Sunday, January 20, 2008

Potty Mouth

This isn't just an entry about finally successfully potty training my 3 years, 10 month old son...it's about what I have learned as a parent and person. I feel the way that someone learns and problem solves is the true insight into a person and who they are. In this case - the potential of who they will be.
I consider myself to be a natural teacher. I feel that I can teach anything I know to someone else and better than it was taught to me. My confidence was unwavering...until I had to work on potty training my son.
There is undue pressure on all parents to have their child potty trained in order to go to school or be moved up into the next level at daycare. It is an incredible pressure that just can't be understood until you have gone through it. Your entire worth as a parent becomes potty training. Failure means your child won't be ready for school on time, be left behind by his peers and be left behind FOREVER! Okay, a little dramatic but it becomes a crazy sense of urgency to get this natural process of growing up complete.
I never worried about potty training til my son was about 2 1/2 and then I realized I had better start reading up on this. We had a little potty in the bathroom of our house since my son was 1. He would sit on it, rarely. I thought, hey, I can do this. I mean how hard can it be? I know how to use a toilet. Everyone I know uses one successfully. I was ready to hit it head on. I bought a book "How to Potty Train your Child in just One day." It's a great book. Really talks to parents about all the pressures we are put under to get our children potty trained by a certain age. I followed the procedure in the book exactly. I really thought my son was ready. He wasn't. That attempt was about a year ago. I had little success and lots of laundry. I felt defeated. I was so confident that I could teach him.

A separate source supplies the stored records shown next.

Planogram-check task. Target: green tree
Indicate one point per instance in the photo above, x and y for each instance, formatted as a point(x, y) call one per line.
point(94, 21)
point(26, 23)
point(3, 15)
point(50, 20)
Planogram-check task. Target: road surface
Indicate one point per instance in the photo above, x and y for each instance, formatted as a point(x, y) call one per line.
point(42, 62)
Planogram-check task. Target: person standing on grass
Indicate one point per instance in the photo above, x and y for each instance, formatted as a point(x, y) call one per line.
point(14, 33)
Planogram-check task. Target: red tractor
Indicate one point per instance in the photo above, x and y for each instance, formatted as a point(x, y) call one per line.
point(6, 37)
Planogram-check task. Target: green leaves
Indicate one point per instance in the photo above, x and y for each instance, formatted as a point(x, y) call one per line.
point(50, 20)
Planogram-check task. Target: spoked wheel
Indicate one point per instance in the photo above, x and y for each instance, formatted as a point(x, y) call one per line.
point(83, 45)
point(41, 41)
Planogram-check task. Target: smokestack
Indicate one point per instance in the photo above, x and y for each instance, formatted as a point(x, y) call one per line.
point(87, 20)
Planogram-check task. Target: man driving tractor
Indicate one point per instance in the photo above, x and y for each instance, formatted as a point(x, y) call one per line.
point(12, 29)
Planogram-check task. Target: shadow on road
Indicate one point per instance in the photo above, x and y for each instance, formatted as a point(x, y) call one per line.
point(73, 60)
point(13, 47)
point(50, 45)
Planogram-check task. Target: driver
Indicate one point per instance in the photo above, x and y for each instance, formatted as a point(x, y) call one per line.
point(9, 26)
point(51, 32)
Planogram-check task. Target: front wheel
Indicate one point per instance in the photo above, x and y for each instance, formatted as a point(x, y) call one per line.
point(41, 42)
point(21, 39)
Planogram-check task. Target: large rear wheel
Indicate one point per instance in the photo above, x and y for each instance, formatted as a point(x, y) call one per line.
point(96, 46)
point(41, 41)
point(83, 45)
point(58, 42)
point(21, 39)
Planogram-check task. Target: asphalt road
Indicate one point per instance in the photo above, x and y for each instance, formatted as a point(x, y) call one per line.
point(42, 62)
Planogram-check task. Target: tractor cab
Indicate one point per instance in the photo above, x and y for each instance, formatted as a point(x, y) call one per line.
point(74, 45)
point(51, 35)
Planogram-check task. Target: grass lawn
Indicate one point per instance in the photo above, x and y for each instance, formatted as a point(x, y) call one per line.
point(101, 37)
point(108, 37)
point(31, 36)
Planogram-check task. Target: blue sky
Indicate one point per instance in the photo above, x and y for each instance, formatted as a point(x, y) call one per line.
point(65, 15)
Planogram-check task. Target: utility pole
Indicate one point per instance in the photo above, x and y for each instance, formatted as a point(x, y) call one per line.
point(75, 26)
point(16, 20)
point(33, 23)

Various other events took place to thwart my efforts. I went active duty in the Navy and I was separated from my children (on and off...mostly off) for about 6 months. Anyone who watched/babysat my children swore they would have him trained in a week. Yeah, right.

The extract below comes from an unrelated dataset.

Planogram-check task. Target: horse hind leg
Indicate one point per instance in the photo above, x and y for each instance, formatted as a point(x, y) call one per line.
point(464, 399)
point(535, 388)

And it goes without saying that there is TONS of advice from people who don't have kids or those that do and claim there child was potty trained a year old. Yeah, right.
My son, being who he is, does things at his own pace. He crawled at 11 months, walked at 14 months and spoke (more than his native Klingon) at 3 years old. He is not on any one's schedule but his own. I know that about him. He is a creature of habit. My mother called him mini-"Monk" (after the OCD TV detective of the same name) at an early age. Things had to be just so. If not, this lead to great tantrums and we would never know why (he couldn't communicate in English clearly enough). He likes to know how things work and he likes a procedure. I don't think I took these things into consideration when initially training him. I just thought - he's getting trained darn it!
A few months ago he started going to a home daycare where there is a boy a few months younger than him that is also going through potty training. This sense of friendly competition and encouragement had caused my son to turn a corner.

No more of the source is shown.